Angélique semble passer, dans le jeu, à une interrogation sur le "savoir", mais bute sur des impasses. Dans ses scénarios, il semblerait que le père, elle n'en veuille rien savoir. Qu'en est-il de ce père, dans la réalité? Deux hypothèses opposées s'offrent à notre compréhension.

  1. Le père est "inexistant", soit dans la réalité, soit dans le fantasme de la fillette, et celle-ci s'enferme dans la recherche d'une relation symbiotique avec sa mère;
  2. Le père est tellement important pour elle, qu'elle ne peut pas en parler, ni même y penser, car le danger est trop grand.
Angélique (2). La maman enceinte.
Angélique (2). La maman enceinte.

Cette deuxième hypothèse supposerait qu'elle est complètement immergée dans une problématique oedipienne, et qu'un refoulement intense s'exerce, par lequel elle tenterait de se protéger de désirs interdits. Dans l'Oedipe, la fille doit en quelque sorte abandonner la mère pour se tourner vers son père. Ce changement d'objet s'accompagne de culpabilité à l'égard de la mère. C'est peut-être ce qui rend encore plus conflictuelles les mises en scène qui tournent autour des relations mère-fille. De ce fait, l'agressivité envers la mère apparaît première, et recouvre les tendances libidinales envers le père.

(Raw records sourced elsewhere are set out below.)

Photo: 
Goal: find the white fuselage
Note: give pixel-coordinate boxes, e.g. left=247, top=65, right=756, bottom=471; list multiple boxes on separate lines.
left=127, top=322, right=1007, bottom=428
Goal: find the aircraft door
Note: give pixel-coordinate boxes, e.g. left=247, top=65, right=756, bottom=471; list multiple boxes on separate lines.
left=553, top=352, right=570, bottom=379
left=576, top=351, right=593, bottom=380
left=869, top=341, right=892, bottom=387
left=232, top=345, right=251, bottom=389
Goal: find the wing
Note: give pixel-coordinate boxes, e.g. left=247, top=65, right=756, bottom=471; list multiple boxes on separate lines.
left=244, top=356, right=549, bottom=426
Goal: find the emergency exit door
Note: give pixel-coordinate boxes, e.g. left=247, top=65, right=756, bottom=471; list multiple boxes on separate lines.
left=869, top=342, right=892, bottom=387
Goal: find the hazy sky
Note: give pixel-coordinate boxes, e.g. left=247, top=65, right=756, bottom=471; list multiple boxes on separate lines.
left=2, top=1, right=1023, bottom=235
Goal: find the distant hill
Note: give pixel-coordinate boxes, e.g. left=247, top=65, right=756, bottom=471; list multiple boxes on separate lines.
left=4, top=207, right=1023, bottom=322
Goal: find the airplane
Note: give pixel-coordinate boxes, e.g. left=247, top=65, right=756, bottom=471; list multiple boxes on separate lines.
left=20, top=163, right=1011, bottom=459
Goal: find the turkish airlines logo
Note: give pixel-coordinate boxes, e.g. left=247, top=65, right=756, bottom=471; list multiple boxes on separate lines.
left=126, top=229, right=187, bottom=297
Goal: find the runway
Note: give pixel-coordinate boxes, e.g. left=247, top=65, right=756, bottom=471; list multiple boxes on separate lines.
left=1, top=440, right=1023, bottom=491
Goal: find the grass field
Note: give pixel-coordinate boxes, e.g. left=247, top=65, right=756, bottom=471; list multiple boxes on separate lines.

Un autre argument plaide en faveur de cette hypothèse: faire mourir le père, c'est aussi une manière de s'en protéger. ‘ "Le désir que le père meure est à comprendre comme essai de mettre en fonction le père symbolique, le père mort."(SAURET, 1986, p. 110). La fillette parle très peu de son père, mais le peu qu'elle en a dit, a toujours été prononcé avec beaucoup d'émotion.

Je tente d'articuler ses fantasmes à sa "réalité" et lui parle de sa propre naissance, comme de son origine. Elle est issue d'un couple parental et de leur amour. Je parle à Angélique de la poche dans laquelle elle se trouvait, étant bébé, à l'intérieur du ventre de sa maman, et du cordon ombilical qui la reliait à elle, lui permettant de se nourrir et de respirer. Nous regardons ensemble sur un livre d'éducation sexuelle pour les enfants la manière dont se passe un accouchement. J'évoque le cas, possible, mais non général, de la césarienne, et l'incite à demander à sa mère comment s'est passée sa naissance à elle. Elle le fera et rapportera: "Je suis née comme tu as dit. Il a fallu couper le ventre de maman. Elle m'a montré la cicatrice. Le bébé va naître aussi comme cela ." Je me suis interrogée sur l'effet possible de la vision de cette cicatrice pour la fillette...Quoi qu'il en soit, Angélique est bien dans une étape de construction de sa propre histoire. L'information que je lui ai donnée concernant l'accouchement, la connaissance acquise ainsi, n'est qu'une mise en forme, une mise en mots, une reconnaissance culturelle, de ce qu'elle savait déjà. Renvoyer l'enfant à la parole de ses parents, d'autre part, permet à ceux-ci de ne pas se sentir dépossédés de quelque chose. C'est une place de médiateur, de facilitateur de la parole des parents, que le rééducateur peut tenter de tenir.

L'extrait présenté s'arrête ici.